The machine itself is like what’s used to examine fish in the seafood industry. But the electrical properties and the equations needed to differentiate between normal chicken fillets and woody breast fillets are not the same. “There are differences in different types of meat,” Morey points out. “The conditions are different. They work strictly with seafood – salmon, halibut, and other types of fish.”

So, the Auburn poultry science researcher worked with scientists at CQ. “We thought it was much better to do this, and a much better use of our time, than to spend another five years trying to come up with another machine or tool, if this would work as long as we determine the equations and electrical properties and conductivity for woody breasts in broiler fillets.” CQ makes the equipment. Morey creates the equations for the equipment, which must be refined for each poultry plant, because each plant is different.
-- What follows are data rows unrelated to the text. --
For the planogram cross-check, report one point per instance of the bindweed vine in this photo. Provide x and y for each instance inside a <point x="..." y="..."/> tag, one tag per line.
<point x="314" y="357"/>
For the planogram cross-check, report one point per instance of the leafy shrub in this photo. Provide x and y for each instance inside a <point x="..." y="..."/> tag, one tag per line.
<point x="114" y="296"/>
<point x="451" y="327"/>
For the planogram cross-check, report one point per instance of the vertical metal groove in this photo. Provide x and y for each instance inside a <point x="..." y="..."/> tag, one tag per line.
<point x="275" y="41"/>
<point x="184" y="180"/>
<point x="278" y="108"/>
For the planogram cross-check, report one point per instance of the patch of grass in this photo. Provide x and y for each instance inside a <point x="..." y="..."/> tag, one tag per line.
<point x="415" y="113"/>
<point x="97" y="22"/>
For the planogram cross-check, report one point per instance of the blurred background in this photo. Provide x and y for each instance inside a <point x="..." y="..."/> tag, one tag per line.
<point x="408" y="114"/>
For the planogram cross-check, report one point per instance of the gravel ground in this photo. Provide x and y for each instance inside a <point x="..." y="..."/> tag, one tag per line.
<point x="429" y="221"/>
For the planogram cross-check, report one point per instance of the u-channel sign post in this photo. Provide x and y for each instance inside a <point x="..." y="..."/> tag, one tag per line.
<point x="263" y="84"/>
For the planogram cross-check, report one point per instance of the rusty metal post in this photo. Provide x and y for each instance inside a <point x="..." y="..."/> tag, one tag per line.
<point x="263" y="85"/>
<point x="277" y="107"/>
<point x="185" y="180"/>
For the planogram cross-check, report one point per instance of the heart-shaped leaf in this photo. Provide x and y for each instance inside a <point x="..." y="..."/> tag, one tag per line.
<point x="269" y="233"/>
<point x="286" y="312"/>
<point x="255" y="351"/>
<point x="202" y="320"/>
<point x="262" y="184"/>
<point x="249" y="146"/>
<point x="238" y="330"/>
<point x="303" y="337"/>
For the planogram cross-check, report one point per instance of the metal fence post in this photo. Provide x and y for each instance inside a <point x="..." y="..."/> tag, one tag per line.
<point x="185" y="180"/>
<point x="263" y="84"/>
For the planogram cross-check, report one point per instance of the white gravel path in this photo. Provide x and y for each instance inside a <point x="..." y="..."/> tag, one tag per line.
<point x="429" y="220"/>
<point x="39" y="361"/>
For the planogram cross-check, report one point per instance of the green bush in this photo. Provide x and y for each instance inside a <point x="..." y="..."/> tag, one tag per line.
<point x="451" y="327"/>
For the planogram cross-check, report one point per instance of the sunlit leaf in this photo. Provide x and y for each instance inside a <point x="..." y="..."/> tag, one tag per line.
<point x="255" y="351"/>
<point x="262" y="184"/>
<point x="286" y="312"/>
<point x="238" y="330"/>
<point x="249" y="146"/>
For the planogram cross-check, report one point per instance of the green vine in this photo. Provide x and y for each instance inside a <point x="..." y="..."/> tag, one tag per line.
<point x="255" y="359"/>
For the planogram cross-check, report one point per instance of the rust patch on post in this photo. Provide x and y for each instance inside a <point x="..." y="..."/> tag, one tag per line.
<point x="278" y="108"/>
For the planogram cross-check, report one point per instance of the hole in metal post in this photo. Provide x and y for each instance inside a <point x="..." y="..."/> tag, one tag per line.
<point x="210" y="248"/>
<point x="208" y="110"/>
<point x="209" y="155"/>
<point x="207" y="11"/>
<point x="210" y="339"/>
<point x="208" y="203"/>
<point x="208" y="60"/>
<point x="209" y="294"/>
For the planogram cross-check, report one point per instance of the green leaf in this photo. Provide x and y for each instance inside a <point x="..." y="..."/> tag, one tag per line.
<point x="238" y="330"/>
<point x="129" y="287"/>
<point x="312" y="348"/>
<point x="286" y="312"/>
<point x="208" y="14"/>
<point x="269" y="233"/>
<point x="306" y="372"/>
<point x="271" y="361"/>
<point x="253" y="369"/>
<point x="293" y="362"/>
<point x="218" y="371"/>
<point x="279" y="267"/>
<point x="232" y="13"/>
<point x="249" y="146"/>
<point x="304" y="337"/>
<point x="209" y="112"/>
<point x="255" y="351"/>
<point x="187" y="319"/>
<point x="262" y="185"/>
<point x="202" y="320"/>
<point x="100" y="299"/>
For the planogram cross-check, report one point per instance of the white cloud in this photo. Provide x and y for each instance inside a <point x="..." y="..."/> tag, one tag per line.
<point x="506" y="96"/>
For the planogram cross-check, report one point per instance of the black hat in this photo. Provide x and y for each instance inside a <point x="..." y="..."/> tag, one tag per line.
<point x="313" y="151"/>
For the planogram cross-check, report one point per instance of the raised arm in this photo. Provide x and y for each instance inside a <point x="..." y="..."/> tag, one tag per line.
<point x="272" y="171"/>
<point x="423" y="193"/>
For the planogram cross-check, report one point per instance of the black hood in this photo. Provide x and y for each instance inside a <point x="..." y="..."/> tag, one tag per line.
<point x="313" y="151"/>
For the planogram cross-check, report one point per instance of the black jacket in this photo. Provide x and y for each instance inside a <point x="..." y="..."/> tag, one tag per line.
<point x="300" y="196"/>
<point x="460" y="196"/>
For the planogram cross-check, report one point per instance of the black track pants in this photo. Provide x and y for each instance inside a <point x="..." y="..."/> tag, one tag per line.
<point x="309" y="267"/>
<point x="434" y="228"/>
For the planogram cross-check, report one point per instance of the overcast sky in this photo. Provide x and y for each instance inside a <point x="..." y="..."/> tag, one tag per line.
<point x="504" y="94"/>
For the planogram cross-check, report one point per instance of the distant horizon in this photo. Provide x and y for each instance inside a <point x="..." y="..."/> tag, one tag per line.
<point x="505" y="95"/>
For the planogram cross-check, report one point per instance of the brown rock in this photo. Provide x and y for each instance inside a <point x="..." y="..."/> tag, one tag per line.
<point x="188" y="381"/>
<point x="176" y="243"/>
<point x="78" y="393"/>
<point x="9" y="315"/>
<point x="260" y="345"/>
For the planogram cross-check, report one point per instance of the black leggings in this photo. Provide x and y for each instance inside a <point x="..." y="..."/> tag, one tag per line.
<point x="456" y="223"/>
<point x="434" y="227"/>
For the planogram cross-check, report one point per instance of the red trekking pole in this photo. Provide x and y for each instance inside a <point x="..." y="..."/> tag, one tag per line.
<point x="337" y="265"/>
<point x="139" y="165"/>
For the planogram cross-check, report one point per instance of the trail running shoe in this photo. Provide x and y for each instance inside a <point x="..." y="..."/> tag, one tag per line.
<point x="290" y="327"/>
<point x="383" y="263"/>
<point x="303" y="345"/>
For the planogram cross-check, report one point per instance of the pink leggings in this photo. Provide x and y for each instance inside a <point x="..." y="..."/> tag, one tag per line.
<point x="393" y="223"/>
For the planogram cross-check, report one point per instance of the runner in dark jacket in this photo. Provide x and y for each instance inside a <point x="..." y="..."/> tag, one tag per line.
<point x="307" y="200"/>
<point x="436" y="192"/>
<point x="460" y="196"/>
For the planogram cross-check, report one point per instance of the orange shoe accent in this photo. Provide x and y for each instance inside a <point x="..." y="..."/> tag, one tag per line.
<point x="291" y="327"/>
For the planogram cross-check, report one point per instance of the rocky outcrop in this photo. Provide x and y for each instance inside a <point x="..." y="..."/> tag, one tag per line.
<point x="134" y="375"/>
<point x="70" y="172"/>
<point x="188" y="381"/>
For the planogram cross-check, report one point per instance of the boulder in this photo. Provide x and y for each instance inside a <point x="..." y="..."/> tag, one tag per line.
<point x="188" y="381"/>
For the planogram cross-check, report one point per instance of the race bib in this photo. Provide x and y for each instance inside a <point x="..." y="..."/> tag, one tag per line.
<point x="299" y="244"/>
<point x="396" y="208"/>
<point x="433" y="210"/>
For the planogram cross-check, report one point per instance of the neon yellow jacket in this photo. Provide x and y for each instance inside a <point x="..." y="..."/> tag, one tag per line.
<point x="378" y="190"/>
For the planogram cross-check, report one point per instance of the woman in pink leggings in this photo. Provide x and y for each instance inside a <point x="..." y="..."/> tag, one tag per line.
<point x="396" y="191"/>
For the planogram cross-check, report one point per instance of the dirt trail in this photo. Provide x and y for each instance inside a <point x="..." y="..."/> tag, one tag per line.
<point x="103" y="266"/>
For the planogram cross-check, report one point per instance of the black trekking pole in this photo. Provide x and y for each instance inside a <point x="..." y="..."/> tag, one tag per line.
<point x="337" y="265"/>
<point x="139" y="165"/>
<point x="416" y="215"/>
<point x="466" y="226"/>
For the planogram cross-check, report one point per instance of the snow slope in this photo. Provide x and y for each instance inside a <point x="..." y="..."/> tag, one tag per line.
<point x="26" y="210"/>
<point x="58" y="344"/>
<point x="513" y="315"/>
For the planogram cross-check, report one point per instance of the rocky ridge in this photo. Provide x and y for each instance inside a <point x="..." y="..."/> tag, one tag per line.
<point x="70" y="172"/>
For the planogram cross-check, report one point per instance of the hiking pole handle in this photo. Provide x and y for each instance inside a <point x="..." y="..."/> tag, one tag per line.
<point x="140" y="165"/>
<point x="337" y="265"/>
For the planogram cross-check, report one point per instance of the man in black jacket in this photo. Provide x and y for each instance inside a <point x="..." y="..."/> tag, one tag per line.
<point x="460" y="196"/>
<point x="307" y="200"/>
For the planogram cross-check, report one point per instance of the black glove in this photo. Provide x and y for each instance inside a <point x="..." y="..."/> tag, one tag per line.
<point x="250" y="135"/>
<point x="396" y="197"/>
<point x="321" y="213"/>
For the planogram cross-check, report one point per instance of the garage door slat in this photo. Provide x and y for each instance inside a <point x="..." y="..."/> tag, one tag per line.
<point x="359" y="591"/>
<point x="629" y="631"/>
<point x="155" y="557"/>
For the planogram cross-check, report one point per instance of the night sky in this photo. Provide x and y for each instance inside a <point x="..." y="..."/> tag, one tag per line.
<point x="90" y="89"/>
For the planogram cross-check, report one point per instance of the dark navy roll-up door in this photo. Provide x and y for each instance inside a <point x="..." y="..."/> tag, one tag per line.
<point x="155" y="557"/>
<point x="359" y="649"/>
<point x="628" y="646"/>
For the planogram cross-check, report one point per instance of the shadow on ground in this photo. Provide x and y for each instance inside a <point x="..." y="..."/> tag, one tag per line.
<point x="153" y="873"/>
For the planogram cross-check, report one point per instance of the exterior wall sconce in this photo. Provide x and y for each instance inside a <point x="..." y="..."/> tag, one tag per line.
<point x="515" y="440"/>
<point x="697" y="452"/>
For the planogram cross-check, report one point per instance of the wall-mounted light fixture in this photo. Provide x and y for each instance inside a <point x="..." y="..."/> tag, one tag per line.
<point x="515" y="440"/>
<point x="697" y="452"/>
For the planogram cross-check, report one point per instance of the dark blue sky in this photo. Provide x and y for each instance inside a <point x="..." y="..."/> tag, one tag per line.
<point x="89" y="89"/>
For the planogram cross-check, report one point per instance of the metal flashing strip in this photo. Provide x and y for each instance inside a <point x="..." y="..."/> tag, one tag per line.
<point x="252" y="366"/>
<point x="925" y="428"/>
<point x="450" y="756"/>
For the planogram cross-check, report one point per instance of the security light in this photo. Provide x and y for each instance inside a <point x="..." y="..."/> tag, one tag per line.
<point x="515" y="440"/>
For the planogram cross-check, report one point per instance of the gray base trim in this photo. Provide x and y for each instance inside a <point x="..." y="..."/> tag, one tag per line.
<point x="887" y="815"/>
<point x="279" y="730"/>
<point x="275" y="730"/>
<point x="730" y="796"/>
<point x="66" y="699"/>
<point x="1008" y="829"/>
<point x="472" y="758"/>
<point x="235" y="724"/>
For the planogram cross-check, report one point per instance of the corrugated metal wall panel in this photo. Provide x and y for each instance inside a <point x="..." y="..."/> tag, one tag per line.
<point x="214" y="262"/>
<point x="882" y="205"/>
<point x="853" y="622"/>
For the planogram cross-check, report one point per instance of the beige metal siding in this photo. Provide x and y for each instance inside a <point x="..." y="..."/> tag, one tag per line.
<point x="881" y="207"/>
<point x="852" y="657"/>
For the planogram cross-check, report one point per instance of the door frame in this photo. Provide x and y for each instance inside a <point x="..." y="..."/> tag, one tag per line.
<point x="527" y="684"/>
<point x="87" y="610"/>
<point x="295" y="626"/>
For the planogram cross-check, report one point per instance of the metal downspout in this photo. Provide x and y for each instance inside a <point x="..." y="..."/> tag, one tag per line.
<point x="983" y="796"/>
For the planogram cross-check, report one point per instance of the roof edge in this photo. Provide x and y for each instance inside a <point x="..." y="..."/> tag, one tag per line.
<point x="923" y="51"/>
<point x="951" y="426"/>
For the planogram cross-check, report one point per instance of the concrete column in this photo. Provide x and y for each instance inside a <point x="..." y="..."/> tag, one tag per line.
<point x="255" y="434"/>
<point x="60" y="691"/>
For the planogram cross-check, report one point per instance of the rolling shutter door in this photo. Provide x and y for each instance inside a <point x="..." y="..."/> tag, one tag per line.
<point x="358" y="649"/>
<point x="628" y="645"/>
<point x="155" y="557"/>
The machines are being used right now by poultry companies in their processing plants. They’ve been in use for about a year. They’re also being used to determine the trends in woody breast occurrence, with birds from multiple flocks being examined.

Research also continues into the woody breast condition itself – what causes it, and how it can be prevented. The industry and universities with poultry science departments also debate the merits versus the disadvantages of going back to raising smaller birds, but point to the higher product costs that would result. “The problem is, the industry would have to grow many more chickens, also requiring many more chicken houses,” Morey says.

So far the condition seems to be limited to chicken. Beth Breeding, vice president of communications and marketing at the National Turkey Federation, says the association has not had reports of this issue in turkey. “It’s certainly something we will monitor closely,” she notes.

Morey says research continues into what sets off the condition, possible changes to production practices, and developing ways to predict woody breast.